LM-BFF  by princeton-nlp

Research paper on few-shot fine-tuning of language models

Created 4 years ago
728 stars

Top 47.4% on SourcePulse

GitHubView on GitHub
Project Summary

LM-BFF provides a framework for improving few-shot fine-tuning of pre-trained language models. It targets researchers and practitioners working with limited labeled data, offering techniques to enhance model performance on downstream NLP tasks. The core benefit is achieving better few-shot learning capabilities through structured fine-tuning strategies.

How It Works

LM-BFF combines prompt-based fine-tuning with a novel pipeline for automating prompt generation and a refined strategy for incorporating demonstrations into the model's context. This approach aims to guide the language model more effectively with limited examples, leveraging the power of prompts and relevant demonstrations to improve generalization.
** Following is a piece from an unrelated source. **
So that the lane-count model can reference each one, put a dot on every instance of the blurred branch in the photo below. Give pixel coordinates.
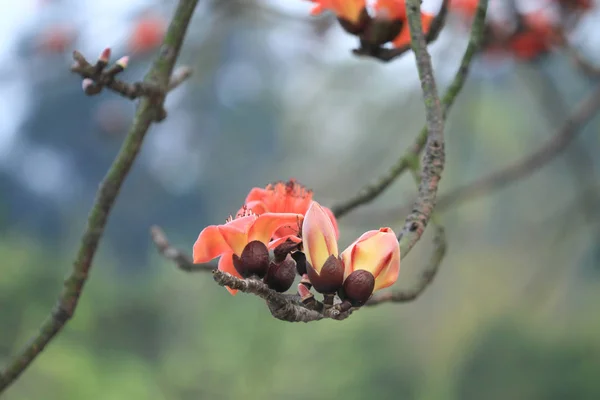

Quick Start & Requirements

  • Install dependencies: pip install -r requirements.txt
  • Data preparation: Download datasets to ./data/original and run python tools/generate_k_shot_data.py.
  • Run example: python run.py --task_name SST-2 --data_dir data/k-shot/SST-2/16-42 --model_name_or_path roberta-large --few_shot_type prompt-demo ...
  • Key dependencies: transformers (version 3.4.0 recommended), pytorch.
  • See official quick-start and detailed examples in the README.

Highlighted Details

  • Supports prompt-based fine-tuning, prompt-based fine-tuning with demonstrations, and standard fine-tuning.
  • Includes mechanisms for automatic prompt and label word mapping generation and selection.
  • Offers demonstration filtering using Sentence-BERT embeddings.
  • Supports ensemble methods for improved robustness.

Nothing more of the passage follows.